I have kept the horses off the pasture for the last month to try to give it a chance to get a head start. Today they got to spend 2 hours out there munching all the green grass they could. And they never picked their heads up until I appeared with a grain bucket to call them in.

And speaking of grain bucket, I found another vice that Sassy has, and I really hate this one and will do my best to break her of it. I never go out with a grain bucket to catch a horse...I use the bucket to call them in. My horses know that they are not allowed to eat from a grain bucket while I am holding it and they maintain a close but respectful distance, even as they all follow me back to the barn where their feed pans are. Some of them beat me there because they know that the pans are the only place they'll be getting grain. Well, Sassy doesn't know this routine yet. When I appeared with a grain bucket and yelled for them, she was the first one into the small pasture, and as I turned around to walk back down to the barn, she almost ran me over in her haste to get to the bucket (and none of the other horses were even remotely close yet). She tried several times as I was walking to try to get into the bucket. Grrr! That is a pet peeve of mine! I hate horses that do that! I chased her away repeatedly, and she did finally get the message, but she followed hot on my heels. And by that time, Cody (lead mare) had caught up and was following me and I was worried that she might get after Sassy and chase her into me.
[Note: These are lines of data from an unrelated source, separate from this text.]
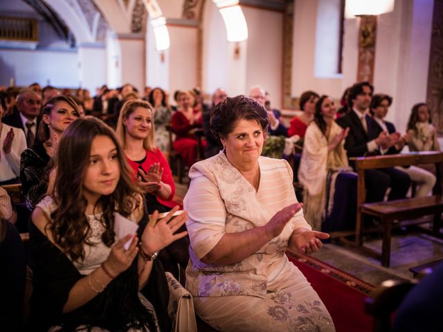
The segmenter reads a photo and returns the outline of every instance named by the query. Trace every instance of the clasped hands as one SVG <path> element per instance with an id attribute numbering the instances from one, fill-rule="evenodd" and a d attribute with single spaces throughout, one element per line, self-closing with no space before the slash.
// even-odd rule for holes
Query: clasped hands
<path id="1" fill-rule="evenodd" d="M 278 236 L 292 216 L 302 208 L 303 204 L 296 203 L 278 211 L 264 226 L 273 237 Z M 323 243 L 321 240 L 328 239 L 329 234 L 308 228 L 295 230 L 288 242 L 289 250 L 297 251 L 302 254 L 311 254 L 320 249 Z"/>
<path id="2" fill-rule="evenodd" d="M 389 149 L 395 146 L 399 149 L 409 140 L 409 133 L 401 136 L 398 132 L 388 133 L 386 131 L 382 131 L 375 139 L 375 142 L 382 149 Z"/>
<path id="3" fill-rule="evenodd" d="M 156 192 L 161 189 L 163 174 L 163 169 L 159 163 L 153 163 L 147 173 L 139 168 L 136 185 L 145 193 Z"/>
<path id="4" fill-rule="evenodd" d="M 188 232 L 174 234 L 187 219 L 187 213 L 183 212 L 172 218 L 174 213 L 179 210 L 175 206 L 165 216 L 158 220 L 159 212 L 156 211 L 150 216 L 150 222 L 145 228 L 141 236 L 141 246 L 138 237 L 134 234 L 129 234 L 117 241 L 112 248 L 108 258 L 105 261 L 106 267 L 114 275 L 118 275 L 125 271 L 134 261 L 141 249 L 143 252 L 152 255 L 161 250 L 179 239 L 186 236 Z M 125 249 L 125 243 L 132 239 L 129 248 Z"/>

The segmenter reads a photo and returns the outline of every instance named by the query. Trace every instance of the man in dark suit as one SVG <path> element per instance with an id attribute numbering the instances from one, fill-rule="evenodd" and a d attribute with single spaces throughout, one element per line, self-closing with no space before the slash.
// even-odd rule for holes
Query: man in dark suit
<path id="1" fill-rule="evenodd" d="M 213 104 L 211 109 L 220 102 L 223 102 L 228 95 L 223 88 L 218 88 L 213 95 Z M 217 154 L 223 149 L 223 145 L 218 138 L 215 137 L 210 131 L 210 109 L 203 113 L 203 132 L 206 139 L 206 147 L 205 148 L 205 158 L 212 157 Z"/>
<path id="2" fill-rule="evenodd" d="M 266 108 L 266 93 L 264 89 L 260 85 L 256 85 L 251 88 L 249 98 L 257 101 L 260 105 Z M 280 111 L 266 109 L 268 117 L 269 118 L 269 127 L 268 133 L 274 136 L 288 137 L 288 129 L 278 120 L 281 116 Z"/>
<path id="3" fill-rule="evenodd" d="M 32 90 L 26 90 L 17 95 L 16 109 L 12 114 L 1 119 L 3 123 L 20 128 L 25 133 L 28 147 L 34 145 L 40 114 L 41 98 Z"/>
<path id="4" fill-rule="evenodd" d="M 336 120 L 343 128 L 350 128 L 345 142 L 348 158 L 380 154 L 380 149 L 387 148 L 395 139 L 368 115 L 373 91 L 374 88 L 368 82 L 354 84 L 349 95 L 351 109 Z M 353 163 L 350 164 L 354 166 Z M 388 199 L 404 199 L 410 179 L 408 174 L 394 167 L 368 169 L 365 172 L 365 184 L 366 201 L 377 202 L 383 201 L 388 187 L 391 190 Z"/>

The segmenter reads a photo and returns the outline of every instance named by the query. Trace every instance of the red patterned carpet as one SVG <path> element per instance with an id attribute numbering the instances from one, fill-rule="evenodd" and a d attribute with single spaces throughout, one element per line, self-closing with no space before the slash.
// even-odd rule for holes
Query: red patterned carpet
<path id="1" fill-rule="evenodd" d="M 372 319 L 364 306 L 372 285 L 309 256 L 287 255 L 325 303 L 337 332 L 372 330 Z"/>

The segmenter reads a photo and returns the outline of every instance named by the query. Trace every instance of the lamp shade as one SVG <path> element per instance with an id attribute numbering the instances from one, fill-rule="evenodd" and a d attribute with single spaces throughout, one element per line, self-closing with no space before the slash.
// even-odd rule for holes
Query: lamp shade
<path id="1" fill-rule="evenodd" d="M 346 0 L 345 17 L 379 15 L 394 10 L 395 0 Z"/>
<path id="2" fill-rule="evenodd" d="M 158 17 L 151 20 L 151 25 L 154 29 L 155 46 L 157 50 L 164 50 L 169 48 L 169 32 L 166 26 L 165 17 Z"/>
<path id="3" fill-rule="evenodd" d="M 226 28 L 228 42 L 242 42 L 248 39 L 248 26 L 239 6 L 219 9 Z"/>

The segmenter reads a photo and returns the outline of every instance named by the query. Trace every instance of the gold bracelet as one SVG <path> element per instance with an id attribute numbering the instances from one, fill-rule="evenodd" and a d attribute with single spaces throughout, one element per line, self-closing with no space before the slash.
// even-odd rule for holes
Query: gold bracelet
<path id="1" fill-rule="evenodd" d="M 91 274 L 88 275 L 88 284 L 89 284 L 89 286 L 92 288 L 92 290 L 96 292 L 97 294 L 100 294 L 100 293 L 102 293 L 103 291 L 103 289 L 102 289 L 101 290 L 97 290 L 96 289 L 96 288 L 92 286 L 92 283 L 91 282 Z"/>
<path id="2" fill-rule="evenodd" d="M 112 275 L 112 273 L 111 273 L 109 272 L 109 270 L 108 270 L 108 268 L 105 266 L 105 262 L 102 263 L 102 265 L 100 265 L 100 266 L 102 267 L 102 268 L 105 271 L 105 273 L 106 273 L 106 275 L 108 277 L 109 277 L 111 279 L 116 279 L 116 276 Z"/>

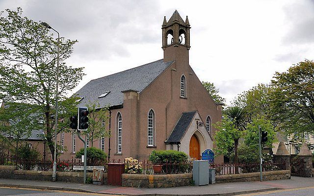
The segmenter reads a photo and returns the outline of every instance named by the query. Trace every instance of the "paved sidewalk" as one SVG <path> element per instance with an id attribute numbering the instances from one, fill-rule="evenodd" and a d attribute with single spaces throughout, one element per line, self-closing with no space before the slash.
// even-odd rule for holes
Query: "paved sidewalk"
<path id="1" fill-rule="evenodd" d="M 167 188 L 137 188 L 92 184 L 0 178 L 0 187 L 9 186 L 40 189 L 80 191 L 126 195 L 147 196 L 225 196 L 278 189 L 314 187 L 314 178 L 291 176 L 291 179 L 263 182 L 239 182 L 219 183 L 201 186 L 185 186 Z"/>

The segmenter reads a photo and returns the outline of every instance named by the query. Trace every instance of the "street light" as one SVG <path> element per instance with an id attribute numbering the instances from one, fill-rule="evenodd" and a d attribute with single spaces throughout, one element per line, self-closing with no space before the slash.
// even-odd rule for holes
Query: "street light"
<path id="1" fill-rule="evenodd" d="M 60 34 L 59 32 L 55 30 L 52 27 L 47 23 L 43 22 L 40 23 L 43 26 L 49 29 L 52 29 L 58 33 L 58 43 L 57 46 L 57 77 L 56 81 L 56 87 L 55 87 L 55 124 L 54 125 L 54 154 L 53 156 L 53 166 L 52 168 L 52 182 L 55 182 L 56 180 L 56 170 L 57 170 L 57 163 L 56 163 L 56 155 L 57 155 L 57 125 L 58 121 L 58 76 L 59 76 L 59 43 L 60 43 Z"/>

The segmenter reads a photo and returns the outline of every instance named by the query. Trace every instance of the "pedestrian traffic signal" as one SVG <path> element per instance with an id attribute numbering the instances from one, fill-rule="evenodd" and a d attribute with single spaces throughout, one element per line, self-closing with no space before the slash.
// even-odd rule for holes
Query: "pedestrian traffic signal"
<path id="1" fill-rule="evenodd" d="M 88 110 L 87 107 L 78 108 L 78 130 L 86 130 L 88 128 Z"/>
<path id="2" fill-rule="evenodd" d="M 70 121 L 71 121 L 70 127 L 73 129 L 77 129 L 78 128 L 78 117 L 73 116 L 70 117 Z"/>
<path id="3" fill-rule="evenodd" d="M 267 131 L 262 131 L 262 142 L 265 142 L 268 140 L 267 134 Z"/>

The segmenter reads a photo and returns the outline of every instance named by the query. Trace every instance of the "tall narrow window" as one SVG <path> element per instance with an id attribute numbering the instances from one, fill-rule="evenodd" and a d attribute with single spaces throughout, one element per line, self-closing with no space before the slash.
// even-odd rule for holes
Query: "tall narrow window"
<path id="1" fill-rule="evenodd" d="M 184 75 L 181 76 L 181 97 L 185 97 L 185 77 Z"/>
<path id="2" fill-rule="evenodd" d="M 209 116 L 206 118 L 206 129 L 211 135 L 211 119 Z"/>
<path id="3" fill-rule="evenodd" d="M 304 133 L 304 139 L 305 139 L 306 140 L 309 139 L 309 133 Z"/>
<path id="4" fill-rule="evenodd" d="M 105 121 L 103 119 L 102 120 L 102 127 L 105 127 Z M 102 137 L 102 140 L 101 141 L 101 148 L 102 150 L 105 150 L 105 137 Z"/>
<path id="5" fill-rule="evenodd" d="M 63 144 L 64 144 L 64 132 L 62 132 L 61 134 L 61 152 L 63 152 Z"/>
<path id="6" fill-rule="evenodd" d="M 118 153 L 122 152 L 122 117 L 120 113 L 118 113 Z"/>
<path id="7" fill-rule="evenodd" d="M 154 146 L 154 112 L 151 110 L 148 113 L 147 145 Z"/>
<path id="8" fill-rule="evenodd" d="M 102 137 L 102 150 L 105 150 L 105 137 Z"/>
<path id="9" fill-rule="evenodd" d="M 72 152 L 75 152 L 75 133 L 72 135 Z"/>

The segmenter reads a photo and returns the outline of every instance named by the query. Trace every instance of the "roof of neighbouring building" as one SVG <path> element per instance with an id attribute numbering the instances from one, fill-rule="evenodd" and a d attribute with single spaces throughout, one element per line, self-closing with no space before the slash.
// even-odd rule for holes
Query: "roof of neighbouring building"
<path id="1" fill-rule="evenodd" d="M 141 93 L 173 62 L 164 63 L 163 59 L 160 59 L 91 80 L 75 94 L 83 98 L 78 106 L 85 106 L 95 101 L 98 101 L 101 108 L 121 105 L 123 103 L 121 91 L 133 89 Z M 105 96 L 99 98 L 108 92 Z"/>
<path id="2" fill-rule="evenodd" d="M 166 144 L 180 144 L 181 139 L 187 130 L 191 122 L 193 120 L 196 111 L 184 112 L 179 119 L 170 136 L 166 140 Z"/>
<path id="3" fill-rule="evenodd" d="M 2 135 L 8 138 L 13 137 L 10 136 L 10 135 L 6 133 L 1 133 L 0 134 L 1 134 Z M 33 130 L 31 131 L 31 133 L 29 137 L 27 138 L 27 137 L 26 137 L 26 136 L 24 135 L 22 136 L 21 139 L 22 140 L 42 141 L 42 140 L 46 140 L 46 138 L 45 138 L 45 133 L 44 133 L 44 131 L 42 130 Z"/>

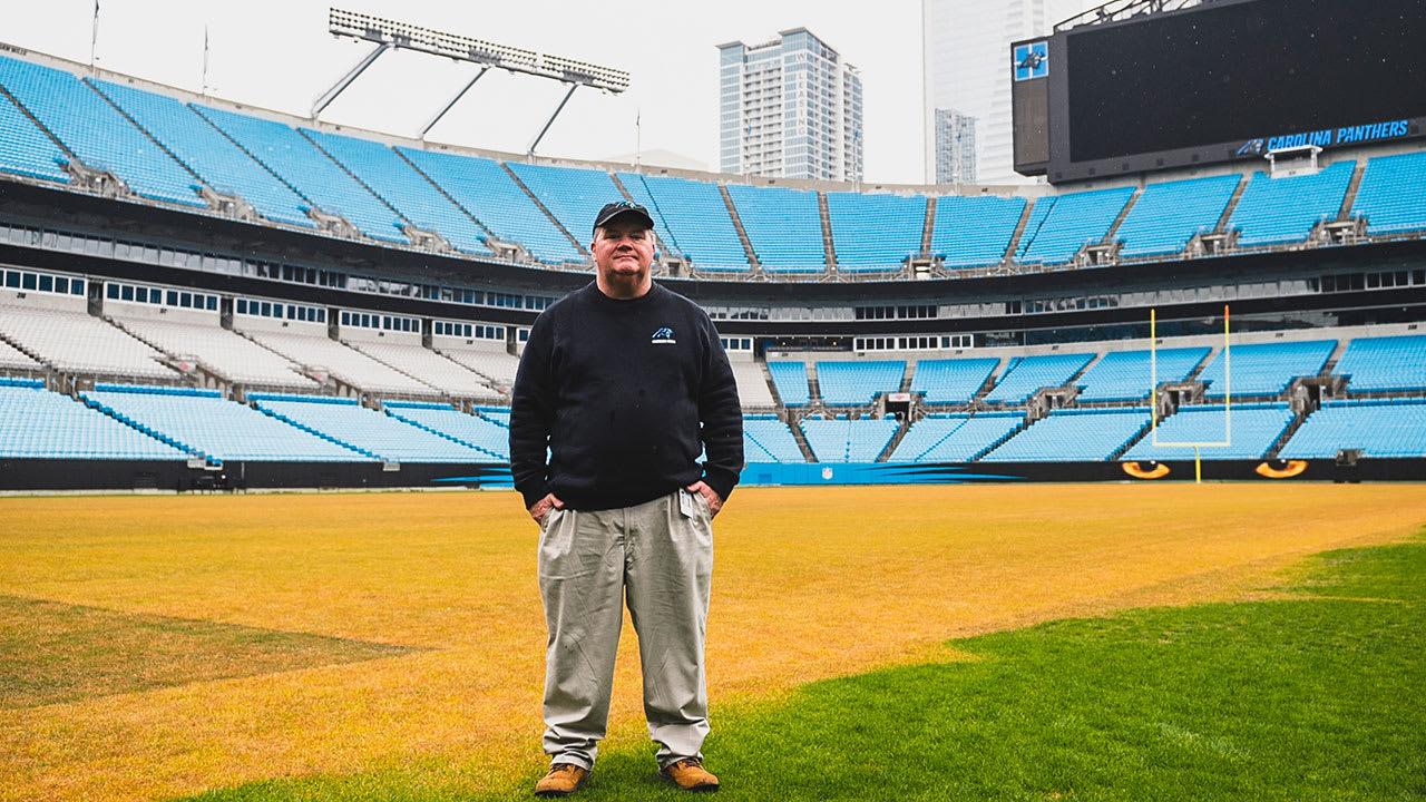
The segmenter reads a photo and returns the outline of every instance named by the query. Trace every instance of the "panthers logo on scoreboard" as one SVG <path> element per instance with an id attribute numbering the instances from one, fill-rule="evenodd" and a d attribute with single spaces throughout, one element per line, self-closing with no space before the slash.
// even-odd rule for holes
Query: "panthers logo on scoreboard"
<path id="1" fill-rule="evenodd" d="M 1050 74 L 1050 43 L 1031 41 L 1015 46 L 1015 80 L 1028 81 Z"/>

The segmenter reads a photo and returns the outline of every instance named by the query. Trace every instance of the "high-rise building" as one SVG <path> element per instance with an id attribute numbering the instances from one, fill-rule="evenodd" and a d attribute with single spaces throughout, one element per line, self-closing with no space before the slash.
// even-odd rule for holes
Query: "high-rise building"
<path id="1" fill-rule="evenodd" d="M 1010 43 L 1048 34 L 1057 21 L 1102 1 L 921 0 L 927 181 L 938 180 L 941 108 L 975 120 L 975 183 L 1031 181 L 1014 168 Z"/>
<path id="2" fill-rule="evenodd" d="M 719 46 L 723 173 L 861 180 L 861 73 L 807 29 Z"/>
<path id="3" fill-rule="evenodd" d="M 935 110 L 935 183 L 975 183 L 975 117 Z"/>

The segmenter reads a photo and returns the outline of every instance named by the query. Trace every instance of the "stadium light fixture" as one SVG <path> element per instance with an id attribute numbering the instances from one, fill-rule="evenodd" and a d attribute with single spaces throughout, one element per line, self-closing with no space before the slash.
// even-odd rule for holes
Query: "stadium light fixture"
<path id="1" fill-rule="evenodd" d="M 482 67 L 481 73 L 475 76 L 475 78 L 472 78 L 465 88 L 456 93 L 456 96 L 452 97 L 451 101 L 446 103 L 429 123 L 426 123 L 426 126 L 421 130 L 422 138 L 425 138 L 426 131 L 429 131 L 441 120 L 441 117 L 443 117 L 445 113 L 449 111 L 456 101 L 471 90 L 472 86 L 475 86 L 475 81 L 491 70 L 491 67 L 569 84 L 569 91 L 565 94 L 565 98 L 560 100 L 559 107 L 555 108 L 549 121 L 546 121 L 545 127 L 540 128 L 535 141 L 530 143 L 529 153 L 535 153 L 535 146 L 539 144 L 545 131 L 548 131 L 550 124 L 555 123 L 555 117 L 563 111 L 565 104 L 569 101 L 569 97 L 575 94 L 576 88 L 586 86 L 613 94 L 619 94 L 629 88 L 629 73 L 623 70 L 600 67 L 599 64 L 590 64 L 576 59 L 565 59 L 563 56 L 536 53 L 520 47 L 508 47 L 493 41 L 438 31 L 408 23 L 398 23 L 395 20 L 374 17 L 371 14 L 361 14 L 342 9 L 329 9 L 328 27 L 332 36 L 345 36 L 362 41 L 372 41 L 376 44 L 376 49 L 368 53 L 355 67 L 351 68 L 351 71 L 332 84 L 329 90 L 322 93 L 317 103 L 312 104 L 312 120 L 317 120 L 317 116 L 321 114 L 328 104 L 337 100 L 337 96 L 351 86 L 352 81 L 355 81 L 356 77 L 372 64 L 372 61 L 375 61 L 382 53 L 394 49 L 415 50 L 431 56 L 443 56 L 456 61 L 481 64 Z"/>

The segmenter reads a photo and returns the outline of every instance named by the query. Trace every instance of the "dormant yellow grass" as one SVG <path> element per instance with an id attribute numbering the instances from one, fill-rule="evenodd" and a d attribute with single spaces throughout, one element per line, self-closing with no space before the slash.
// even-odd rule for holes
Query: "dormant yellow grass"
<path id="1" fill-rule="evenodd" d="M 1426 521 L 1420 485 L 747 488 L 716 522 L 714 708 L 941 644 L 1242 598 Z M 0 799 L 158 799 L 396 766 L 540 765 L 535 525 L 508 492 L 0 499 L 0 594 L 426 651 L 0 711 Z M 23 638 L 21 634 L 14 634 Z M 615 743 L 643 738 L 635 638 Z"/>

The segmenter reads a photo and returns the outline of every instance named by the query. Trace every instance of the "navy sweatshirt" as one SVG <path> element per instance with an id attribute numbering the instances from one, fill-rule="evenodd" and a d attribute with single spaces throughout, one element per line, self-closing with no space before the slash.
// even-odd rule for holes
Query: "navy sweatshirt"
<path id="1" fill-rule="evenodd" d="M 737 384 L 693 301 L 657 284 L 620 301 L 590 283 L 535 321 L 511 408 L 525 507 L 546 492 L 573 509 L 632 507 L 700 478 L 727 499 L 742 469 Z"/>

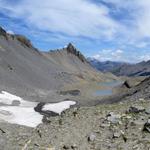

Sassy is the only horse that I worry might run me over if they get into a disagreement. The other horses respect my space too much to do that. One nice thing about a mustang is that because they started with fear of you, jumping on top of you is usually one of the last places they'll go (with exceptions of course). Domestic born horses who grew up with no fear of humans will just as soon run you over to get away from another horse, as they will run you over to get to a grain bucket! The respect can of course be taught to them, but it just seems inherent in a mustang. Sassy will catch on. She's just obviously not been taught those manners.

Another funny thing I see...every time I go through the pasture gate (it clanks as I do it), Pumpkin and Sassy come streaking down to stand at the gate. They are obviously not really a part of the rest of my herd. The others are usually interested in what we do at the gate, but if they are out of sight, they don't come running down to see us. They are a bit more independent.

I finally got through trimming all 7 horses. This last weekend I did both Kachina and Griffin. Griffin's feet seem to grow really fast and they were very long and chipping. Now they are a good length, but are going to require a couple more trims before they are nice and tight due to my slow/weak return to trimming them myself. But, now that they are done, I need to just keep at them and they will stay good the rest of the summer.

After I was finished trimming Griffin's hooves, he was really interested in hanging out with me. I always start a trimming session with grooming, then I toss a rope around his body and legs and slap the ground to test how jumpy he feels. Both him and Kachina were very quiet with all this. And after I was done with Griffin (he was the very last horse), I led him out into the pasture and just messed with him a little. We did some leading with working on Griffin reading my body language and stopping when I stop, backing when I back. Then we did some moving the shoulder over by stepping across in front, and some disengaging the hindquarters. He was really good and interested in what we were doing. When I was done, I took the halter off, and instead of heading out to see where the other horses went, he came down with me to the gate and then nosed around in the corral for a bit. And I've noticed him really watching me today too. I think he likes the attention and the stimulation. I really really want more time to work with him, and Kachina too. She is my sweetheart and just wants to stand and be petted all the time. She always follows me everywhere I go in the pasture.